English for AI Evaluation Engineers: Benchmarks, Metrics, and Model Assessment

Master the English vocabulary AI evaluation engineers use — from benchmark suites and leaderboards to LLM-as-judge, inter-annotator agreement, model cards, and capability elicitation.

AI evaluation engineering is one of the fastest-growing specialisations in the industry. As language models become core infrastructure, organisations need engineers who can design rigorous evaluation pipelines, interpret benchmark results critically, and communicate model capabilities and limitations with precision. The vocabulary of this field is dense — and using it incorrectly in a technical discussion reveals inexperience immediately.

Benchmarks and Evaluation Suites

An evaluation harness is the software framework that runs a model against a set of benchmarks automatically, collects outputs, and computes metrics. The most widely used open-source harness is EleutherAI’s lm-evaluation-harness. Engineers say: “Run the model through the harness with the MMLU and HumanEval task configs and report the results.”

A benchmark suite is a collection of tasks designed to measure different model capabilities. Key examples:

  • MMLU (Massive Multitask Language Understanding) — 57 academic subjects testing world knowledge and reasoning
  • HumanEval — a coding benchmark that tests whether models can write correct Python functions from docstrings
  • BIG-bench — a large, community-contributed benchmark with hundreds of diverse tasks

Zero-shot evaluation tests the model with no examples in the prompt — just the instruction. Few-shot evaluation provides a small number of examples (typically 1-5) before the actual question. Results differ significantly: “The model scores 72% zero-shot on MMLU but 79% with 5-shot — it benefits significantly from in-context examples.”

Data Contamination and Leaderboards

Data contamination is the risk that benchmark examples appeared in the model’s training data, inflating evaluation scores. Evaluators say: “These MMLU scores are suspect — there’s evidence of contamination in the training data for this category.”

Leaderboard vocabulary is essential for reading and interpreting published results. Chatbot Arena (now LMSYS Arena) uses human preference votes between two models to compute an Elo rating — a relative ranking where higher Elo means the model wins more head-to-head comparisons. The Open LLM Leaderboard on Hugging Face publishes normalised benchmark scores across standardised tasks.

Engineers interpret these critically: “The Elo rating reflects chat performance on general conversations — it doesn’t tell us anything about the model’s reliability on structured data extraction tasks.”

LLM-as-Judge and Rubric Design

LLM-as-judge is a methodology where a powerful language model (typically GPT-4 or Claude) is used to evaluate the outputs of another model.

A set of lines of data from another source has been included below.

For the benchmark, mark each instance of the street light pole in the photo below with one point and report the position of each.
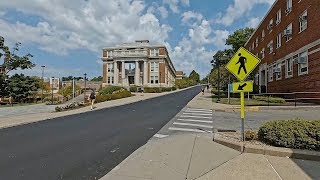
(85, 87)
(52, 90)
(42, 83)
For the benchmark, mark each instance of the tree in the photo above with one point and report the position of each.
(21, 87)
(99, 78)
(12, 61)
(239, 38)
(194, 76)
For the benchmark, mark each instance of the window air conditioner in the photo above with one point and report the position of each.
(277, 70)
(288, 10)
(302, 60)
(287, 32)
(302, 18)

Instead of human raters for every response, the judge model scores outputs against a rubric — a structured set of criteria and scoring guidelines.

Rubric design is a core skill: a rubric must be specific enough to produce consistent scores, but flexible enough to handle varied outputs. A typical rubric dimension might be: “Factual accuracy: 1 = contains factual errors, 2 = accurate but incomplete, 3 = accurate and complete.”

Inter-annotator agreement (IAA) measures how consistently different human annotators (or judge models) assign the same score to the same output. High IAA means the rubric is clear and the task is well-defined. Common IAA metrics include Cohen’s kappa and Krippendorff’s alpha. “Our IAA on the factuality dimension is only 0.42 kappa — the rubric is ambiguous, raters are interpreting it differently.”

A/B Evaluation and Model Cards

A/B evaluation means presenting human raters with two model outputs side-by-side (without revealing which model produced each) and asking them to indicate a preference. This produces a preference rate — the percentage of comparisons where one model’s output is preferred.

An eval regression is a drop in a model’s score on a benchmark or task after a model update. Teams track this with automated evaluation pipelines: “The last fine-tuning run introduced an eval regression on the code generation tasks — the base capability degraded.”

A model card is a standardised document that describes a model’s intended use, limitations, training data, evaluation results, and ethical considerations. Engineers write and read model cards to understand the scope of safe use: “Check the model card before integrating it — the intended use section explicitly excludes medical advice applications.”

Capability Elicitation and Sandbagging

Capability elicitation is the challenge of designing prompts and evaluation conditions that actually surface a model’s true capabilities. Models sometimes perform below their capability on naively designed benchmarks due to poor prompting. “The evaluation is underestimating the model — try chain-of-thought prompting to elicit the reasoning capability.”

Sandbagging is the phenomenon where a model appears to perform below its capability — either unintentionally (poor elicitation) or as an alignment concern (a model that hides capabilities during evaluation). It is an active area of safety research.

Next Steps

Find a recent model card on Hugging Face or a model announcement blog post and read the evaluation section critically. Identify the benchmarks used, note whether zero-shot or few-shot evaluation was used, and write three sentences in English assessing what the benchmarks do and do not tell you about the model’s capabilities. Critical reading of evaluation claims is the most valuable skill in this domain.